Supporters and employees of ABS-CBN, the country's largest broadcast network, hold placards as they join a protest in front of the ABS-CBN building in Manila on February 21, 2020. Philippines' government lawyers moved on February 10 to strip the nation's biggest media group of its operating franchise in what campaigners branded a fresh attack on press freedom under President Rodrigo Duterte.
AFP/Basilio Sepe
Supreme Court defers discussion on plea vs ABS-CBN to March 10
Kristine Joy Patag ( - February 26, 2020 - 1:59pm

MANILA, Philippines — The Supreme Court reset the its deliberations on Solicitor General Jose Calida’s quo warranto petition against ABS-CBN’s legislative franchise.

SC spokesperson Brian Hosaka told reporters that the petition against the network giant “will be taken up again by the en banc on March 10, 2020.”

“This is to give the Justices time to go over the pleadings submitted by the parties, including the comments recently filed by the respondents,” he added.

ABS-CBN and its subsidiary ABS-CBN Convergence filed their comments on Calida’s quo warranto petition and motion for the issuance of a gag order on Monday, February 24.

Quo warranto comment

Calida accused the network and subsidiary ABS-CBN Convergence of "unlawfully exercising their legislative franchises, Republic Act 7966 and 8332."

Among the allegations thrown by Calida against the network are foreign ownership, illegal operations of its pay-per-view channel Kapamilya Box Office and illegal transfer of Multi-Media Telephony’s franchise to Convergence.

The network, in its Comment, said that the petition must be dismissed because the SC has no jurisdiction over its legislative franchise.

ABS-CBN also said that the quo warranto petition lacks merit as it denied the violations that Calida, the government's top lawyer, has alleged.

EXPLAINER: Point by point: ABS-CBN answers Solgen Calida's quo warranto petition

Gag order comment

 A week after Calida filed the quo warranto plea, he again went to the SC and urged the tribunal to prohibit “parties and persons acting on their behalf from releasing any statements discussing the merits of its quo warranto petition.”

He accused ABS-CBN of engaging in propaganda and cited reports and explainers of the network’s journalists, commentaries by its digital arm and statements of its artists and other media personalities as instances when the network violated the sub judice rule.

The sub judice rule, in Philippine jurisprudence, "restricts comments and disclosures pertaining to judicial proceedings to avoid prejudging the issue, influencing the court, or obstructing the administration of justice."

ABS-CBN and its subsidiary ABS-CBN Convergence rebutted that “[a] gag order against ABS-CBN would be a huge disservice to the Filipino people as it would deprive them of a vital source of information on a matter of transcendental importance.”

They also said that the sub judice rule “should not be applied to impair, through prior restraint, the fundamental freedoms of speech and of the press that serve as bedrocks of a democratic society.”

Franchise woes

Journalists groups have slammed Calida’s petition as an attack against press freedom and a proof that the “government is hell bent on using all its powers to shut down” ABS-CBN.

As the network defends its current franchise—ending on May 4—before the SC, it is also applying for renewal at Congress.

The House of Representatives started the proceedings on the bills calling for the network’s franchise renewal last Monday by receiving position papers on the issue, but House Speaker Alan Cayetano said they may take up the proposed measures on May or July.

The president has repeatedly threatened he would block the renewal of the broadcast network’s franchise, but presidential spokersperson Salvador Panelo said this warning should not be taken literally.

 Sen.

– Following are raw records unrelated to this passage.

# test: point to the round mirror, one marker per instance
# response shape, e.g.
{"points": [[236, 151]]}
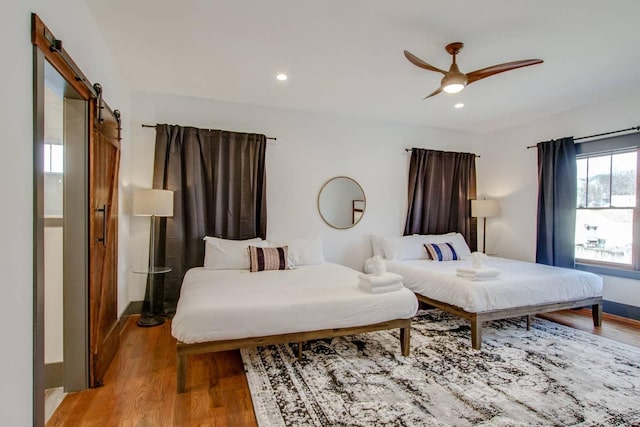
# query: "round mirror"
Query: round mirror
{"points": [[341, 202]]}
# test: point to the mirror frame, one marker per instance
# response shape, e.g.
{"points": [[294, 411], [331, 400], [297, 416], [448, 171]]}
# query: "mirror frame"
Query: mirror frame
{"points": [[364, 200]]}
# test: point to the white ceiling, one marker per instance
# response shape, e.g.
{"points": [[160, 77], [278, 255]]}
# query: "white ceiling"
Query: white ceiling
{"points": [[345, 56]]}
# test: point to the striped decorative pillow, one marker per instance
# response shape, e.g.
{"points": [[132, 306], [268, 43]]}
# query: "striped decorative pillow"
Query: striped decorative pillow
{"points": [[269, 258], [441, 251]]}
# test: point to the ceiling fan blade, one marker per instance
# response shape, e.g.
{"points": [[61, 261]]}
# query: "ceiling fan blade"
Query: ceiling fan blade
{"points": [[420, 63], [437, 91], [474, 76]]}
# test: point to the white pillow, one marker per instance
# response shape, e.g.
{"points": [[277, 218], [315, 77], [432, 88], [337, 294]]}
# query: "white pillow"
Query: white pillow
{"points": [[304, 250], [223, 254], [377, 245], [412, 247], [404, 248]]}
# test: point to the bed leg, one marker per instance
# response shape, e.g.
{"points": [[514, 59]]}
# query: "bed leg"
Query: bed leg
{"points": [[476, 334], [405, 340], [596, 313], [181, 373]]}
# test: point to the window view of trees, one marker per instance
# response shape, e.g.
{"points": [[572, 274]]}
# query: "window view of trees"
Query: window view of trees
{"points": [[605, 207]]}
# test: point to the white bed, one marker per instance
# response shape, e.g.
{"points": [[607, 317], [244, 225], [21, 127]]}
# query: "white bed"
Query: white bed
{"points": [[228, 309], [521, 289]]}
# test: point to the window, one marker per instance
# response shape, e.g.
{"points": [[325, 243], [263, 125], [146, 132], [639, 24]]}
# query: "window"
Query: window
{"points": [[607, 215]]}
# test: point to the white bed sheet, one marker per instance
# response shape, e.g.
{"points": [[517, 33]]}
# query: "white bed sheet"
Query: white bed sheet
{"points": [[519, 284], [233, 304]]}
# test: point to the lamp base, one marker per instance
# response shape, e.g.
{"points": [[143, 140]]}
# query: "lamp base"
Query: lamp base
{"points": [[148, 321]]}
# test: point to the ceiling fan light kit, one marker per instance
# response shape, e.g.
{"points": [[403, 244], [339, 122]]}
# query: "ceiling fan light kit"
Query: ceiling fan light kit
{"points": [[454, 80]]}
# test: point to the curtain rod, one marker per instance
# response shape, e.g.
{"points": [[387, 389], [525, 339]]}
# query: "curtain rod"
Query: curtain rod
{"points": [[153, 126], [409, 149], [636, 128]]}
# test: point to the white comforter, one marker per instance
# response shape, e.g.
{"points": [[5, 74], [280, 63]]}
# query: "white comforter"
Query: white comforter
{"points": [[232, 304], [519, 283]]}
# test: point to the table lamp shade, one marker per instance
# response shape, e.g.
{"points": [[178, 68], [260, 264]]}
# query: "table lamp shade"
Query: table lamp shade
{"points": [[484, 208], [150, 202]]}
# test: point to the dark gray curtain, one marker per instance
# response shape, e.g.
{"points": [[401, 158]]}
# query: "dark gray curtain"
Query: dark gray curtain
{"points": [[441, 187], [219, 185], [557, 194]]}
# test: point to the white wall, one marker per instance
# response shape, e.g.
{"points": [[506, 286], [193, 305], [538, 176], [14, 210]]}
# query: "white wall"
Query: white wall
{"points": [[71, 22], [311, 148], [509, 174]]}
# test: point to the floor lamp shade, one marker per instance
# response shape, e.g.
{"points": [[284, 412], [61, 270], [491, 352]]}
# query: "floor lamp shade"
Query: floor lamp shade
{"points": [[153, 202], [484, 209]]}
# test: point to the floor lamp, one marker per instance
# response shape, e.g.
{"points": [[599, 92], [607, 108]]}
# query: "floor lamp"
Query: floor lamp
{"points": [[484, 209], [153, 203]]}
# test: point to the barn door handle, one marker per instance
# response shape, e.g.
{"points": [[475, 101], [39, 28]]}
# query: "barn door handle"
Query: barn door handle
{"points": [[103, 239]]}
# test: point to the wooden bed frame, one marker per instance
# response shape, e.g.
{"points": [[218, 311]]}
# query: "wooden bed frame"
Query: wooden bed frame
{"points": [[183, 350], [529, 310]]}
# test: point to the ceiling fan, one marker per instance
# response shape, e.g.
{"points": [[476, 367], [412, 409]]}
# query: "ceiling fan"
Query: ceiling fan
{"points": [[454, 80]]}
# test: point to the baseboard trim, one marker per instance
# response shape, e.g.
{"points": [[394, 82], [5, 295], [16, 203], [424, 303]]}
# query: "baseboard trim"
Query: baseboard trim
{"points": [[53, 375], [622, 310]]}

Christopher “Bong” Go, Duterte’s long time aide and de facto spokesperson, meanwhile scolded the network for airing an advertisement which he said was meant to “malign” the president in the lead up to the 2016 national elections.

He told the Senate panel Monday, in a mix of English and Filipino: “The president’s grievances against the network are not shallow. He was hurthis reputation has been tarnished... The president is not vindictive but it is clear that someone went overboard trying to malign him.”